In an embodiment, the initial prefix hint words may also be initially encoded into initial embedded vectors, and the initial embedded vectors are mapped to each layer of the pre-training language model by using multiple layers of MLPs, so as to obtain embedded vectors corresponding to each layer. That is, after multiple times of mapping, the embedded vector corresponding to each layer is obtained, but the dimension of the embedded vector corresponding to each layer is also ensured to be 2 times of the size of each layer.

And 2, linking each task category of the downstream task to the knowledge graph, and taking words related to each task category in the knowledge graph as tag words.

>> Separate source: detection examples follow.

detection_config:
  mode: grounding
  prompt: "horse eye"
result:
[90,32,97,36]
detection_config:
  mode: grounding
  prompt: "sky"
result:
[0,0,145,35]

In an embodiment, the task categories are related to downstream tasks, and for the emotion analysis task, the task categories comprise positive emotions, negative emotions and the like. The positive emotion and the negative emotion can be linked to financial field knowledge maps such as a HowNet emotion dictionary, words related to the positive emotion are obtained and used as label words, and for example, good evaluation, excellence, goodness and the like related to the positive emotion can be obtained to form a label word set for constructing task supervision learning labels. For the relationship extraction task, the task category includes radiation therapy and the like. The radiotherapy can be connected to a knowledge map in the medical field such as DiseasKG, Yidu-N7K and the like to obtain a text related to the radiotherapy, wherein the text "external irradiation can effectively improve the pain symptoms of patients with chronic pancreatitis", and tag words of the external irradiation, the chronic pancreatitis and the pain symptoms are extracted from the text.

And 3, converting the pre-training language model into a downstream task of the shielding token according to the prefix prompt words and the label words, and performing fine tuning training on the pre-training language model.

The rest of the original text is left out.